Cholinergic (ACh) neurons in the pons, which are under the inhibitory control of noradrenergic (NE) and serotonergic (5-HT) neurons, trigger REM sleep. They activate descending glutamatergic neurons, which in turn activate glycinergic and GABAergic neurons. Other glycinergic interneurons in the spinal cord are also activated by unknown descending inputs. The release of glycine and GABA inhibits motoneurons. The descending glutamatergic pathway also activates GABAergic interneurons, which inhibit noradrenergic and serotonergic neurons. The reduction in norepinephrine and serotonin release during REM sleep disfacilitates motoneurons. Descending glutamatergic neurons that connect directly to motoneurons produce phasic excitation during REM sleep. The net result of the action of this network is an absence of muscle tone in the “antigravity” muscles in REM sleep, interrupted by twitches (see text for references).

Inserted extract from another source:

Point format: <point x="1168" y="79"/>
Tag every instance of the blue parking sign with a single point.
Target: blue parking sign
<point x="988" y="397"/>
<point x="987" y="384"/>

doi:10.1371/journal.pbio.0030178.g001

The similarities to the adult cat's REM sleep control mechanisms are so striking that what becomes interesting are the small differences that are reported. The locus coeruleus REM “sleep-off cells,” which are active in waking, reduce activity in nonREM sleep, and cease activity in REM sleep, appear to not have long-duration waveforms in the neonatal animals examined by Karlsson et al., unlike the case of the adult rat and cat [28,29]. Another difference is the apparent absence of the cessation of dorsal raphe (serotonin) unit discharge in REM sleep. Although the authors speculate that this is due to the absence of forebrain connections in their experimental preparation, it has been shown that forebrain mechanisms are not necessary for this cessation of raphe activity in adult cats [30]. However, identification of the narrow dorsal raphe nucleus is difficult even in adult cats, and it is certainly possible that these neurons were overlooked in the neonatal rat.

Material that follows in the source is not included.